Hong Kong sets out rules for insurance risk transfer to capital markets

by Artemis on January 24, 2017

The Hong Kong Office of the Commissioner of Insurance has set out new rules around insurance risk transfer to the capital markets, which stipulate that approval must be required for capital market risk transfer using an SPV, unless a reinsurance firm is involved.

The Insurance Authority in Hong Kong has had a regime which would allow risk transfer to the capital markets through so-called Special Purpose Entity (SPE) vehicles, but a recent guidance note has brought put into place more stringent rules around this and clarified some issues.

The most important change is the fact that approval must now be sought for any alternative risk transfer transactions to the capital markets, using an SPE.

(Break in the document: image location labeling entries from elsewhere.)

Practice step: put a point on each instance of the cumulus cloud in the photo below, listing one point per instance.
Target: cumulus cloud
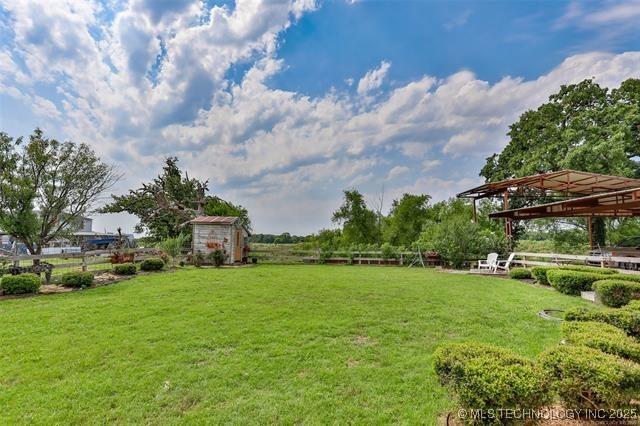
(151, 82)
(373, 79)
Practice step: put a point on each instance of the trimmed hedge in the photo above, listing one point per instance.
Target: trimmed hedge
(77, 279)
(520, 273)
(617, 293)
(20, 284)
(540, 272)
(125, 269)
(153, 264)
(604, 337)
(584, 377)
(572, 282)
(626, 318)
(486, 377)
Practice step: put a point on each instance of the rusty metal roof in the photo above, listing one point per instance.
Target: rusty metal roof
(215, 220)
(611, 204)
(564, 182)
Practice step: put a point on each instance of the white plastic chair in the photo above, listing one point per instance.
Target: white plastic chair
(504, 265)
(490, 263)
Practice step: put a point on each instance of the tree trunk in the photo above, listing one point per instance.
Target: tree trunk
(599, 232)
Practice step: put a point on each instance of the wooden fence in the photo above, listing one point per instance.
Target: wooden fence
(95, 261)
(549, 259)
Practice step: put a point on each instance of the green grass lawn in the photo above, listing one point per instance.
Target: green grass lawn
(270, 344)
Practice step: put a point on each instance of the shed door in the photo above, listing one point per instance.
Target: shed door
(237, 247)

Hong Kong authorised insurers and reinsurers may leverage alternative risk transfer techniques to migrate risks away, including to the capital markets. The Insurance Authority expects that a “robust framework” for managing and monitoring any alternative risk transfer arrangements be put in place by the re/insurer, comparable to those required to be in place for any reinsurance arrangement.

In the case of a capital market reinsurance transaction using an SPE, which should be fully funded and bankruptcy remote by nature, the re/insurer has to ensure that it has “sound investment and strategies on its underlying risks.”

Re/insurers using an SPE for risk transfer to the capital markets should also ensure that:

  1. Investment restrictions are adhered to.
  2. Proper accounting takes place on interest, dividends etc.
  3. Collateral and asset movement is properly reported.
  4. Collateral assets are legally existent and technically identifiable.
  5. Liabilities can be determined on a timely basis, with obligations satisfied in accordance with underlying risk transfer contracts.

The Insurance Authority will consider a number of items, to ensure that an SPE for risk transfer to the capital markets is fully-funded, including how collateral is held, whether diversified, the use of derivatives and liquidity or investment strategy, among others.

Clearly this is not exactly like collateral arrangements seen in ILS markets, but we’d imagine the main use-case for these SPE’s would be for a typical ILS, collateralised reinsurance or catastrophe bond style risk transfer to third-party capital market investors, so more typical collateral would be seen to be used. The Authority in Hong Kong appears to be covering all bases with its guidance note.

There must be a legal opinion as to the bankruptcy remoteness of the SPE, according to the Insurance Authority, including full disclosure in any prospectus or offering circular involving a transaction from the SPE.

Authorised insurers have to seek written approval from the regulator before entering into an insurance risk transfer to the capital markets through an SPE, however a professional reinsurance firm does not.

The regulator likely wants to ensure that insurers are not acting as reinsurers, and are truly achieving risk transfer with these transactions.

In order to establish an SPE in Hong Kong for use in a transaction involving insurance risk transfer to the capital markets, details need to be provided on the structure including fully-funded features, the legal opinion on bankruptcy remoteness, details of the transaction terms, disclosure information, conflicts of interest, analysis of the sponsors basis risk, management details, third-party analysis of the SPE’s structure, projections (financial and actuarial), outsourcing agreement details and information on any credit risk involved.

Reports must be provided to the regulator during the transaction term, on funding levels, capital and the ability to respond to any covered events, which is to ensure that the SPE can continue to meet its obligations under the risk transfer or reinsurance contract.

This new set of guidance rules came into force at the start of 2017 and does make Hong Kong a viable location to transact a capital market risk transfer. At this time it seems only applicable to locally authorised insurance and reinsurance firms, but the regulator may look to open that up, as other domiciles have done as they attempt to attract cat bonds and the like to their shores.

For Hong Kong though, the guidelines on insurance risk transfer to the capital markets using a Special Purpose Entity (SPE) could be attractive to Chinese insurers to use, as the regulator establishes a regime that might open up capital market options to the China market as well.